People could think her guilty if they liked, but that
the case should breed other cases, and thus drag on
and on, and, above all, that she should make money
out of all that past horror, what an unbearable idea!
On second thoughts, Mr. Steel agreed.
“Then you must let me send you
back to Australia.” No, no, no; she could
never show her face there again, or anywhere else where
she was known. She must begin life afresh, that
was evident.
“It was evident to me,”
said Steel, quietly, “though not more so than
the injustice of it, from the very beginning.
Hence the plans and proposals that I have put before
you.”
Rachel regarded him wildly; the Sunday
papers had driven her to desperation, as, perhaps,
it was intended that they should.
“Are you sure,” she cried,
“that they would not know me-up north?”
“Not from Eve,” he answered
airily. “I should see to that; and, besides,
we should first travel, say until the summer.”
“If only I could begin
my life again!” said Rachel to herself, but
aloud, in a way that made no secret of her last, most
desperate inclination.
“That is exactly what I wish
you to do,” Steel rejoined quietly, even gently,
his hand lying lightly but kindly upon her quivering
shoulder. How strong his touch, how firm, how
reassuring! It was her first contact with his
hand.
“I wish it so much,” he
went on, “that I would have your past life utterly
buried, even between ourselves; nay, if it were possible,
even in your own mind also! I, for my part, would
undertake never to ask you one solitary question about
that life-on one small and only fair condition.

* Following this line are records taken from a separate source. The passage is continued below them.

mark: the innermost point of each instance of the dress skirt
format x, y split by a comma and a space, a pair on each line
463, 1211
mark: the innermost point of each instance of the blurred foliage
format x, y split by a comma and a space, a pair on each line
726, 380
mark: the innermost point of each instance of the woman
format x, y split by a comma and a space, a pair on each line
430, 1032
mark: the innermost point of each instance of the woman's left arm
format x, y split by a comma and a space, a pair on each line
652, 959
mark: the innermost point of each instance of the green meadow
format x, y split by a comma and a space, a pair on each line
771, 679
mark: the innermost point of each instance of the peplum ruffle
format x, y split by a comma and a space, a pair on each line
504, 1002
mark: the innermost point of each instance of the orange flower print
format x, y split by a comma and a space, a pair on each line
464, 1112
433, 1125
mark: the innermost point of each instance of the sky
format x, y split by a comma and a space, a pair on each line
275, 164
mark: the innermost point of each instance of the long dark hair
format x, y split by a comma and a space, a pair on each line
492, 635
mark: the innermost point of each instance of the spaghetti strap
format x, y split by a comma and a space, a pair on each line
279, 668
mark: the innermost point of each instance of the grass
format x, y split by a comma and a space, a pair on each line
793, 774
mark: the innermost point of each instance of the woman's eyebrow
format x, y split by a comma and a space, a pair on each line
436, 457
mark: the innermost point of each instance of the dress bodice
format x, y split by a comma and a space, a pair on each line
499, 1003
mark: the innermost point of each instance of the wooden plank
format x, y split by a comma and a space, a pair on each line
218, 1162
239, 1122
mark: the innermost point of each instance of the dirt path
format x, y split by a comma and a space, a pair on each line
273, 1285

Supposing we make a compact now?”
“Anything to bury my own past,”
owned Rachel; “yes, I would do anything-anything!”
“Then you must help me to bury
mine, too,” he said. “I was never
married, but a past I have.”
“I would do my best,” said Rachel, “if
I married you.”
“You will do your best,”
added Steel, correcting her; “and there is my
compact cut and dried. I ask you nothing; you
ask me nothing; and there is to be no question of
love between us, first or last. But we help each
other to forget-from this day forth!”
Rachel could not speak; his eyes were
upon her, black, inscrutable, arrestive of her very
faculties, to say nothing of her will. She could
only answer him when he had turned away and was moving
towards the door.
“Where are you going?” she cried.
“To send to my solicitor,”
replied Steel, “as I warned him that I might.
It has all to be drawn up; and there is the question
of a settlement; and other questions, perhaps, which
you may like to put to him yourself without delay.”